Mellon Collie and the Infinite Sadness

This is the glory of pure individualism, of freedom unhinged from purpose, of an impoverished notion of the self that fails to see that the individual man or woman is a person. It is as beautiful, if one might say so, as a Son of the Morning just before his terrible crash into a red and thirsty hell of his own making. “My reflection, dirty mirror,” sings Billy Corgan. “There's no connection to myself…Intoxicated with the madness. I’m in love with my sadness.”

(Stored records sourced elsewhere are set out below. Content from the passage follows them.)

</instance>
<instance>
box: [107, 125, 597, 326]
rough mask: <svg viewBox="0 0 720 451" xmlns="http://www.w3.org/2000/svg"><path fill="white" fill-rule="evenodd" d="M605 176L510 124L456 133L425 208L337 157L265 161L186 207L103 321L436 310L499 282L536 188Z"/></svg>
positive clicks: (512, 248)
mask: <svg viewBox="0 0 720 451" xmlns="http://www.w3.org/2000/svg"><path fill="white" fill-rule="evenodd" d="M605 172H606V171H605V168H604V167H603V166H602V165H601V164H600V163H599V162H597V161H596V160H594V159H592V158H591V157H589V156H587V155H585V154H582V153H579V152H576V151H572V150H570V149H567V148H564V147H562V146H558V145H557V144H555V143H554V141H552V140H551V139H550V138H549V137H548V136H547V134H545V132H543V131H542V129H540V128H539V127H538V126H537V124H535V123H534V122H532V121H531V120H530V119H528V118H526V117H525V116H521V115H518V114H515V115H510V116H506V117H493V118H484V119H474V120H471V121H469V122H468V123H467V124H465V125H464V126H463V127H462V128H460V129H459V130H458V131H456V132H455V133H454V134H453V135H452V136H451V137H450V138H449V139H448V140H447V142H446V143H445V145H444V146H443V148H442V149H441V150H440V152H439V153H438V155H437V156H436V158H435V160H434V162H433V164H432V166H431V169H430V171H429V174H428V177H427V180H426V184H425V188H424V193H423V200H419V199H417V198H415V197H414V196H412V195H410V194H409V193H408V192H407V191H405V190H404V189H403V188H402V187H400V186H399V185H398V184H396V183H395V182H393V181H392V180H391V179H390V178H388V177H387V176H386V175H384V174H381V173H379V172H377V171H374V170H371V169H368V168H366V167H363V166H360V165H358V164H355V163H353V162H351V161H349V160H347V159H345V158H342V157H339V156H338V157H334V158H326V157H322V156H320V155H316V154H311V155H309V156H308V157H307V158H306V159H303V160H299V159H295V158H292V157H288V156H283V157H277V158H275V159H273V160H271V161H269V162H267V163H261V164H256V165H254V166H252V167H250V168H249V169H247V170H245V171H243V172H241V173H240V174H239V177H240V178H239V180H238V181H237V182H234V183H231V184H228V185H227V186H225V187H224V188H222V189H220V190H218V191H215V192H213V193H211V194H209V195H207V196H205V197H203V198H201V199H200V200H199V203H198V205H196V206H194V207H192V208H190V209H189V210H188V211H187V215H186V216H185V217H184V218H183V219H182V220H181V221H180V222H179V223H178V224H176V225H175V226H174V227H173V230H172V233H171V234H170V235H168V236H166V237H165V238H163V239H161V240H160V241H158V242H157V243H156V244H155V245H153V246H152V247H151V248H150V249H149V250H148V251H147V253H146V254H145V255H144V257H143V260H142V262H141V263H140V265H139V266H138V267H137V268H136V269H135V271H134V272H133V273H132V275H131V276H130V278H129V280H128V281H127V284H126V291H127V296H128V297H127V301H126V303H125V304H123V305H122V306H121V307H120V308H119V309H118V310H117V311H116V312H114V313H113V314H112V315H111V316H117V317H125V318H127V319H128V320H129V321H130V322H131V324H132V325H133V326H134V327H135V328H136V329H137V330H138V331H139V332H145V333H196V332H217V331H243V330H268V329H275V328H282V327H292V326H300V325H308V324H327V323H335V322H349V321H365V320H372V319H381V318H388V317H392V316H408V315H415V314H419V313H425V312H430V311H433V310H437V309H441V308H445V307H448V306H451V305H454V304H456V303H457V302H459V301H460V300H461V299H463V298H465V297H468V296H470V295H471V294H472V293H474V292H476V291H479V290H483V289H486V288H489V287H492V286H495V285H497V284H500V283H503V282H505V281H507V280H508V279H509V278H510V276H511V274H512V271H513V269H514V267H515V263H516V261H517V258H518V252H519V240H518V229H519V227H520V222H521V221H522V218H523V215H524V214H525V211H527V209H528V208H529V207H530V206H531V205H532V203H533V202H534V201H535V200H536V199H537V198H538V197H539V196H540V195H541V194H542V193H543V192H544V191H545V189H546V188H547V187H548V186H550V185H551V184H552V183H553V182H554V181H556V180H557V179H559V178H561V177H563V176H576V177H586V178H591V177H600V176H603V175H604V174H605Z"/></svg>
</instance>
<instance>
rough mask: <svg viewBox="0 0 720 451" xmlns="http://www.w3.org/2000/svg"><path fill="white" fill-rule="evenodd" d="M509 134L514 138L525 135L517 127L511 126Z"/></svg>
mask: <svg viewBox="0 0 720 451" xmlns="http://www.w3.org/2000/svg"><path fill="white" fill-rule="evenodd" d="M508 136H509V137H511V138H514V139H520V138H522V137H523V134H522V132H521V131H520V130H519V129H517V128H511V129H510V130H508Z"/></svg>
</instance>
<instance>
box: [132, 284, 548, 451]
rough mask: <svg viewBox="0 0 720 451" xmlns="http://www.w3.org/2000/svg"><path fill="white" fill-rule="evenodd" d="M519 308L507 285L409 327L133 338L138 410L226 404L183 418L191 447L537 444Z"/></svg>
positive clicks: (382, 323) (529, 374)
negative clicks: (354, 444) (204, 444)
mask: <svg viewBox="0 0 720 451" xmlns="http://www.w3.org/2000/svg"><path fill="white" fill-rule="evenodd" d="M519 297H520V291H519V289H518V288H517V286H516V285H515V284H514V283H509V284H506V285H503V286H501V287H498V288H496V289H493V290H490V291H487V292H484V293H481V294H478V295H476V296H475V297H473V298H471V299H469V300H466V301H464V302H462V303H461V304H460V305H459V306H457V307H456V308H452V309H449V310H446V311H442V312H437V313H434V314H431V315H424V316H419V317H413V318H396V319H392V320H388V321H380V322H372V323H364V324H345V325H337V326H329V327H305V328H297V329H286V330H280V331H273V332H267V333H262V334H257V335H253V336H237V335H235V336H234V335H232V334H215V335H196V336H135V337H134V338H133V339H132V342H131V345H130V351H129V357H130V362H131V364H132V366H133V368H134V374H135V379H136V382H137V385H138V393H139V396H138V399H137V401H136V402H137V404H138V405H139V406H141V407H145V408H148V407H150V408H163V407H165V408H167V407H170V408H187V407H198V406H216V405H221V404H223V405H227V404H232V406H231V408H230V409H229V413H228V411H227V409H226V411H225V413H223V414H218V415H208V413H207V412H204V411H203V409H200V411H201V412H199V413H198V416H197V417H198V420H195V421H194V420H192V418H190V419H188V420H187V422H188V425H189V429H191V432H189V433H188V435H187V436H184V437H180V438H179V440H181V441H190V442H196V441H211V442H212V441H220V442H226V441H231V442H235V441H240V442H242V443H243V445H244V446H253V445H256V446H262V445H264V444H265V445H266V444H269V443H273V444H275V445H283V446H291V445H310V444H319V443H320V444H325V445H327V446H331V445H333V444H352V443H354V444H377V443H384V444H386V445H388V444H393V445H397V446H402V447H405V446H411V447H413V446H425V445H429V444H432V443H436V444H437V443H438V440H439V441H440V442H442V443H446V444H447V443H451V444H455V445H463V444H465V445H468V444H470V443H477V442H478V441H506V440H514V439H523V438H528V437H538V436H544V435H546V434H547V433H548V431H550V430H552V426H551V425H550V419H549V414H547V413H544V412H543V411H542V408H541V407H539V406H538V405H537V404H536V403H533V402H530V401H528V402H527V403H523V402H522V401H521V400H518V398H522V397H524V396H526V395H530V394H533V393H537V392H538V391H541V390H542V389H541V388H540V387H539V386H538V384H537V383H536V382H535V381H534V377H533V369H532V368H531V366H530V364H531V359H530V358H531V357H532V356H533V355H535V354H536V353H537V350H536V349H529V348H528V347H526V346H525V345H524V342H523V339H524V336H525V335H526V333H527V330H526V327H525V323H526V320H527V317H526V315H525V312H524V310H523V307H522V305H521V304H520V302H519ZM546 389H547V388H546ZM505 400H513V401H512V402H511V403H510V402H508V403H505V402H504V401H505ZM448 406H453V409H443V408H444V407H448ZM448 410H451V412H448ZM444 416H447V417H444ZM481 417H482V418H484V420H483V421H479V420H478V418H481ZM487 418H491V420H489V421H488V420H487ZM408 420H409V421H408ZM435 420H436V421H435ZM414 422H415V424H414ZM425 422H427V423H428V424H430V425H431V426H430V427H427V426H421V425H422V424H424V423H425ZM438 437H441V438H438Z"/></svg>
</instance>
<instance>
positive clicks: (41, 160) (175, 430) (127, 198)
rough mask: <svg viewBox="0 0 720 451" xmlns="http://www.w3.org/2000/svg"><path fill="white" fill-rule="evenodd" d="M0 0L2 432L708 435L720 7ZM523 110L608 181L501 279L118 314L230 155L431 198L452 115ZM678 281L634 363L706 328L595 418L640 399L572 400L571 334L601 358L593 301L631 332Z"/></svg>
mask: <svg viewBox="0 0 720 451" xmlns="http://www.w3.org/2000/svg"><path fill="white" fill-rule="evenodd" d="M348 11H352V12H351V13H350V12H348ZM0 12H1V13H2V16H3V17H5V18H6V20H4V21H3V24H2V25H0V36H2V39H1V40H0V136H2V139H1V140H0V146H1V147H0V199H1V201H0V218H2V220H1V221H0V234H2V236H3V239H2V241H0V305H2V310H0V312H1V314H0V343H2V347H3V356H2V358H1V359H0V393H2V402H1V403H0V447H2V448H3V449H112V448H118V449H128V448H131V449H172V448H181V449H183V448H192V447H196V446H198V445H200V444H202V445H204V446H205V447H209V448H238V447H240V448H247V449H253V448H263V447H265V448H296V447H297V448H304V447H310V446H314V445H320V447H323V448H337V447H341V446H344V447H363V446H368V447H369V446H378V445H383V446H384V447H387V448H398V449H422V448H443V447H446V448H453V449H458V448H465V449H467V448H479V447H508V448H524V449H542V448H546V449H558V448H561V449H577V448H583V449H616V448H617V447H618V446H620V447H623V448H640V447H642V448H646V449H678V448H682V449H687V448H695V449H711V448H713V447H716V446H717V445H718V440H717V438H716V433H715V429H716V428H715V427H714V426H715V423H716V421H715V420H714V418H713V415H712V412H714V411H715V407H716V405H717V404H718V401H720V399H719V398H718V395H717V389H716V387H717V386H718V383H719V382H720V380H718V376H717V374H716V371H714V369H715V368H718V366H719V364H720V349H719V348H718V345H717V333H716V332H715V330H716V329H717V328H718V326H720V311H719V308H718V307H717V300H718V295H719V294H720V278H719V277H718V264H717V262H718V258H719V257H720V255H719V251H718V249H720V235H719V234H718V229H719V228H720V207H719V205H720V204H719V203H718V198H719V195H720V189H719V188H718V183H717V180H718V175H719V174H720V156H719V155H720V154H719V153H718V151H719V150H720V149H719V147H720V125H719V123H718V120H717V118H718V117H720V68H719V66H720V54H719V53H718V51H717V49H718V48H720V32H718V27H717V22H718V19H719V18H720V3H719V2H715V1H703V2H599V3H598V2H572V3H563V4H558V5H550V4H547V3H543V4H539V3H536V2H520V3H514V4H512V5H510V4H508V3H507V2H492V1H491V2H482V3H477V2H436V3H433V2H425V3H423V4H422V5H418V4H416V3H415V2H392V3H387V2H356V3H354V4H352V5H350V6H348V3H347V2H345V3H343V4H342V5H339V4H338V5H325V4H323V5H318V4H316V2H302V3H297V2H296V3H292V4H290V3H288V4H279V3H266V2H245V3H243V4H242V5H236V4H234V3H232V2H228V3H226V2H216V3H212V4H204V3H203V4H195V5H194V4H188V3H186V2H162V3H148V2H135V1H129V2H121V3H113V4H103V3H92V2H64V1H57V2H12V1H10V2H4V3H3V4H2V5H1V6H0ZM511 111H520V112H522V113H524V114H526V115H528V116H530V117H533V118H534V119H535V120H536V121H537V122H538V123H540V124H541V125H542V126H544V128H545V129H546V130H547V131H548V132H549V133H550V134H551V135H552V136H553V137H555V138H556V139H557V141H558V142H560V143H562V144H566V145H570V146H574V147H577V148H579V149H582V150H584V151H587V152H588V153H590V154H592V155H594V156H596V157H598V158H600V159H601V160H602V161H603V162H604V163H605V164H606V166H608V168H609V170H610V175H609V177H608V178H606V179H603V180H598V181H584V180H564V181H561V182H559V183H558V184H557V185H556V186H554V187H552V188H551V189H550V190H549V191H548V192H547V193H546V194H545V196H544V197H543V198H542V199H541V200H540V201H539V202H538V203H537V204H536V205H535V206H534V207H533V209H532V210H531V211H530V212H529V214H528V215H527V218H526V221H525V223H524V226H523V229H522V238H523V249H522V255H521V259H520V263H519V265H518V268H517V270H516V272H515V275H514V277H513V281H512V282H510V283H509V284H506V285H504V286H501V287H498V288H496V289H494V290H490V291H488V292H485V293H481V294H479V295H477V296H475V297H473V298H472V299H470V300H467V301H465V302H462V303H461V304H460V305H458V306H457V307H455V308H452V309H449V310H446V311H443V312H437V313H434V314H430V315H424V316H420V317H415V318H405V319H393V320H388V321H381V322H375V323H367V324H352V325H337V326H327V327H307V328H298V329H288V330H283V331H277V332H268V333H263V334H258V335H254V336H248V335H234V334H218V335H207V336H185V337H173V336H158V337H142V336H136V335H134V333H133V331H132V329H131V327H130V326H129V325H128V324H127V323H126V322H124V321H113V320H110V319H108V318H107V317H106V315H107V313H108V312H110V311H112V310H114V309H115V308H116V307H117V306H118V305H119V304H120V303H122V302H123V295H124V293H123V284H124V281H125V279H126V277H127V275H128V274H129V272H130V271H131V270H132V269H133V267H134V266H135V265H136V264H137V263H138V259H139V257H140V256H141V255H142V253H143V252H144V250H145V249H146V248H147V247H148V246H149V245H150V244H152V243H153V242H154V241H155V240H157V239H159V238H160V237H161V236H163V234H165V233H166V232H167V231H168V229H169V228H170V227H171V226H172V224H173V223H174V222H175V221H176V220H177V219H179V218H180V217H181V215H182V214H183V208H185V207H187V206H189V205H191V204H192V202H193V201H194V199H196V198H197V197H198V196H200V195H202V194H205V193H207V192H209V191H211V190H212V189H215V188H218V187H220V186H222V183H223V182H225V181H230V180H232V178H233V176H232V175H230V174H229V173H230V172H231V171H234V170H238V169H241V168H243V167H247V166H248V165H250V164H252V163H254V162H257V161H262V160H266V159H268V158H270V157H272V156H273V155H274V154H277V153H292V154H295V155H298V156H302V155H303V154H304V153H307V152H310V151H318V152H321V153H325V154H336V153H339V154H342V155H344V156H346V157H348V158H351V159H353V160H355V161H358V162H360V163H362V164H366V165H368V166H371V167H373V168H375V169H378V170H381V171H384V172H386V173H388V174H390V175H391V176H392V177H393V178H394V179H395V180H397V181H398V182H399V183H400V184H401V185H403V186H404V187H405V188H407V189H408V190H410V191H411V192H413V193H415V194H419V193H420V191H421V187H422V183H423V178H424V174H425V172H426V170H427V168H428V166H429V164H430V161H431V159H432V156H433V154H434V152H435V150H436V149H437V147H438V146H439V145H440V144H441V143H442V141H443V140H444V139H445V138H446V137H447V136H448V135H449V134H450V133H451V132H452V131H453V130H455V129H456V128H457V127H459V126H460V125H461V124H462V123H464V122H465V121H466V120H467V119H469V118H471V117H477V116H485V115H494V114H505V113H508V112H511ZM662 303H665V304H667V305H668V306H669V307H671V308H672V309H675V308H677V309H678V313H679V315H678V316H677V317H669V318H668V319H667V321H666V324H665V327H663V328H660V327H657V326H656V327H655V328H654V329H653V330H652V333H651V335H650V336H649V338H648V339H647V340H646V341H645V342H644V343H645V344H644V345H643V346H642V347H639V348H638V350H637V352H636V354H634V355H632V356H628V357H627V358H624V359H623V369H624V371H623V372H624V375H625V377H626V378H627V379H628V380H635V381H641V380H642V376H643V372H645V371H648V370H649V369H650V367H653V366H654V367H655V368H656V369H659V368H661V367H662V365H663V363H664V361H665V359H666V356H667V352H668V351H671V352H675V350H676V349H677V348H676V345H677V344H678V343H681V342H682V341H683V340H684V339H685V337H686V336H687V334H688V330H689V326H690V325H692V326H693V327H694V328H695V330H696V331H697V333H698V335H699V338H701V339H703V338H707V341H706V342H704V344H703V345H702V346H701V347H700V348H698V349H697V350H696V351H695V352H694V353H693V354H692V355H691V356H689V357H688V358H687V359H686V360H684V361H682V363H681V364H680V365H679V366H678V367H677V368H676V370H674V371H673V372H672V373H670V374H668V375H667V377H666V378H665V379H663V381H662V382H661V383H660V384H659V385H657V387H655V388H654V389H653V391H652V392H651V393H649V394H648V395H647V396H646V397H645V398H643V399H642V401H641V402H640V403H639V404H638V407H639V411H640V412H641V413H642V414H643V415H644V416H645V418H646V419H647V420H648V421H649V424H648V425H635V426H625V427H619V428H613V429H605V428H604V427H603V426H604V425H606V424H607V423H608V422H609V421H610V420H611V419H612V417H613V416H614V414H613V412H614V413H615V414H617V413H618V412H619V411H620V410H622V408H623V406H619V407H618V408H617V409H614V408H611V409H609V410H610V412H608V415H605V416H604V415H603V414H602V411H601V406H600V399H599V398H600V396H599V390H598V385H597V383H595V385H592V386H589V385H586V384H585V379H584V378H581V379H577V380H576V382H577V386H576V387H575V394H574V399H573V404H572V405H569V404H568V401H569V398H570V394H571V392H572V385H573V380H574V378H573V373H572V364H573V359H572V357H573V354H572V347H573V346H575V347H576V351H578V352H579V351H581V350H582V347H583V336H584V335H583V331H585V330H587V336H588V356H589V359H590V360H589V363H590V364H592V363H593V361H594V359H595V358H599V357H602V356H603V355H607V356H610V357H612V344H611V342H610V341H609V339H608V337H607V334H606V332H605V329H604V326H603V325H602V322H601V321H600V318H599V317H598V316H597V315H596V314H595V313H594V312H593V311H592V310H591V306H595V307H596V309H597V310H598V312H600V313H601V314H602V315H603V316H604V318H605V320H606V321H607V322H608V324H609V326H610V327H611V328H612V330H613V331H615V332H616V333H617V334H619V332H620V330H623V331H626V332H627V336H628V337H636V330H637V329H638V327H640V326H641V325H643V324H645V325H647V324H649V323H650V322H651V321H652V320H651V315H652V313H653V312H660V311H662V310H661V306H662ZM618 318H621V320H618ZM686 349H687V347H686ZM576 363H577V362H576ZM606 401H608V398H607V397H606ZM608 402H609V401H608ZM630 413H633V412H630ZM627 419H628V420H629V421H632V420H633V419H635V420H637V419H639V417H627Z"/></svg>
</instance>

Nemesis from a Poisoned Spring

I leave you with a quote from Pope Pius XI’s encyclical QUADRAGESIMO ANNO. Read it carefully, for here the pope describes not only the destructiveness of this unbridled liberal freedom, but also how it, like a poisoned spring, gives birth to the very economic dictatorships that liberals seek to oppose:


Attention must be given also to another matter that is closely connected with the foregoing. Just as the unity of human society cannot be founded on an opposition of classes, so also the right ordering of economic life cannot be left to a free competition of forces. For from this source, as from a poisoned spring, have originated and spread all the errors of individualist economic teaching. Destroying through forgetfulness or ignorance the social and moral character of economic life, it held that economic life must be considered and treated as altogether free from and independent of public authority, because in the market, i.e., in the free struggle of competitors, it would have a principle of self direction which governs it much more perfectly than would the intervention of any created intellect. But free competition, while justified and certainly useful provided it is kept within certain limits, clearly cannot direct economic life - a truth which the outcome of the application in practice of the tenets of this evil individualistic spirit has more than sufficiently demonstrated. Therefore, it is most necessary that economic life be again subjected to and governed by a true and effective directing principle. This function is one that the economic dictatorship which has recently displaced free competition can still less perform, since it is a headstrong power and a violent energy that, to benefit people, needs to be strongly curbed and wisely ruled. But it cannot curb and rule itself. (88)

I daresay what is true of free markets, and of their strange, dictatorial offspring, will come true — and is coming true — for love, marriage, and family. Unless we keep our eyes on eternity, we cannot keep hold even of the temporal. Nor can we say, with Peter Cetera, “I will always love you. I could never leave you alone.”